Il faut espérer que les pays amis qui vont accepter de mobiliser leurs forces armées pour les dépêcher en Haïti et les engager dans une entreprise dite de sécurisation du transport des denrées essentielles à la santé publique et pour pacifier le pays, sachent bien à quoi s’en tenir et dans quel bourbier ils s’aventurent. S’il est louable de voler au secours d’une nation sœur en difficulté et qui sollicite cette aide publiquement, c’est une autre histoire que d’intervenir pour faciliter le maintien illégal au pouvoir d’un gouvernement sans mandat et qui, en outre, entreprend de modifier, durablement et à son avantage, l’échiquier politique, car c’est exactement de quoi il s’agit. La modification de la Constitution n’est pas une simple affaire. Il ne s’agit pas d’une simple loi régissant tel ou tel autre fonctionnement d’un secteur politique, social et économique du pays. Il s’agit de la charte fondamentale du pays, à laquelle les citoyennes et les citoyens doivent adhérer et prêter allégeance, majoritairement, pour espérer voir ce pays fonctionner harmonieusement et durablement. Bachoter un tel document, c’est courir au désastre certain, à une turbulence politique permanente et à une boucle sans fin d’interventions étrangères à répétition.

Mais la messe est dite, une autre fois. Le Secrétaire Général des Nations Unies, M. Antonio Guterres qui n’attendait que cela, a bien reçu la correspondance officielle du Premier Ministre Ariel Henry, datée du 9 octobre, sollicitant le déploiement immédiat d’une force spécialisée armée, en quantité suffisante, pour intervenir sur tout le territoire du pays. Les États-Unis disent considérer cette demande officielle. Le Canada également.

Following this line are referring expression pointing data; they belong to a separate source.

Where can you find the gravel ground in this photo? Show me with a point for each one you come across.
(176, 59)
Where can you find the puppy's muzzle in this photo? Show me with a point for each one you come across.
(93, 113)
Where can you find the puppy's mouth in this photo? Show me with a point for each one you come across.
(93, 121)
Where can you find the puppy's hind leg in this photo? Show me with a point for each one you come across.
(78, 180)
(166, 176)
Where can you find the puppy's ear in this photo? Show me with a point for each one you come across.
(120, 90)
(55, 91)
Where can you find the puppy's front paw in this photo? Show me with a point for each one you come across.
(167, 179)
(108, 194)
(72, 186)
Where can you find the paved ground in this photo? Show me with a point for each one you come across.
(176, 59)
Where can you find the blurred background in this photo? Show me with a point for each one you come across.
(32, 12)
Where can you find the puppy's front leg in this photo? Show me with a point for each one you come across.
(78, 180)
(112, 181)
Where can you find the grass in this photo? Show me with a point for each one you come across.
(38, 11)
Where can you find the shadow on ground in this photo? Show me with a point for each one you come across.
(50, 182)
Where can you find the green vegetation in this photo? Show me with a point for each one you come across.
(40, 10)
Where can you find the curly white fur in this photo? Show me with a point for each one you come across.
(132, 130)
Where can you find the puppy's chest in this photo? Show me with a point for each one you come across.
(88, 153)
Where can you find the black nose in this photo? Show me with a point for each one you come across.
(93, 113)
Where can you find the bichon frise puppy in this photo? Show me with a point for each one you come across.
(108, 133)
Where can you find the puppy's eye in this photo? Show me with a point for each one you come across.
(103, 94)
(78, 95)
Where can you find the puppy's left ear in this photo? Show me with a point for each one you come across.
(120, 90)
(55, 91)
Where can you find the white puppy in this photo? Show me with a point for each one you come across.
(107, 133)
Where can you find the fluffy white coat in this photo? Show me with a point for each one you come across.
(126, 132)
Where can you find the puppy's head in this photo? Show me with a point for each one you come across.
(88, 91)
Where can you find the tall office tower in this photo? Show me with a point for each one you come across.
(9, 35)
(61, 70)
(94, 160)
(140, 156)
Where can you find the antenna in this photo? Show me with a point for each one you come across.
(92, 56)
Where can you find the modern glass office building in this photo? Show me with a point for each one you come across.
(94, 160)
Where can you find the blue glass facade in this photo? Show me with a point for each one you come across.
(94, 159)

Une réunion spéciale des Nations Unies est convoquée pour le 21 octobre prochain pour donner suite à cette demande. Nul ne sait désormais vers quelles autres dérives le pays s’orientera, une fois cette force établie sur notre territoire. Il faut donc espérer pour le meilleur, tout en redoutant l’avènement du pire encore, comme ce furent les cas pour les autres interventions antérieures.